Aku bertemu dengannya di hari pertama mengajar. Hari itu untuk kali pertama aku menjadi seorang Guru Taman Kanak-Kanak setelah setahun lulus kuliah. Kupikir saat menyelesaikan studi sarjana, aku akan segera mendapatkan kerja ternyata tidak. Aku harus menunggu satu tahun untuk mendapatkan pekerjaan.
Hari itu aku datang agak terlambat, sebelumnya aku tidak mengetahui letak lokasi sekolah tempatku mengajar. Kami sempat tersesat hingga cukup terlambat sampai di sekolah. Sekolah tempatku mengajar tidak sebesar yang kupikirkan. Luas bangunannya sekitar 44 m2. Saat kali pertama datang, keadaanya tidak sebagus itu.
Aku diperkenalkan kepada rekan sesama guru dan juga murid-murid. Mereka melihatku seperti sesuatu yang baru. Ada yang malu-malu dan ada satu orang anak yang langsung menempel kepadaku. Jujur, aku gugup sekali saat itu. Walaupun aku sudah memiliki rekam jejak yang bagus saat bersama anak-anak. Tetap saja hari pertama membuatku gugup.

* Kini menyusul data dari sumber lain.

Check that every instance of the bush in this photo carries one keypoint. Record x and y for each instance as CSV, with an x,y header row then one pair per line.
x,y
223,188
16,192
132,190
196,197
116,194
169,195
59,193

Aku bertemu dengannya saat mengajar Kelas TK B. Dia anak yang tidak menonjol. Duduk di bagian belakang dan sering menunduk malu. Aku tak bisa melihat wajahnya dengan jelas sebab jilbab yang dia kenakan sedikit menutup matanya. Belakangan aku tahu nama gadis kecil itu adalah Wiwin.
Saat istirahat tiba, diam-diam aku mengamatinya. Gadis kecil itu sudah menarik perhatianku sejak awal. Di saat teman-temannya sibuk berlarian atau berkumpul bersama, dia terlihat asyik duduk sendiri di atas ayunan. Tidak melakukan apa-apa hanya diam seperti melamun.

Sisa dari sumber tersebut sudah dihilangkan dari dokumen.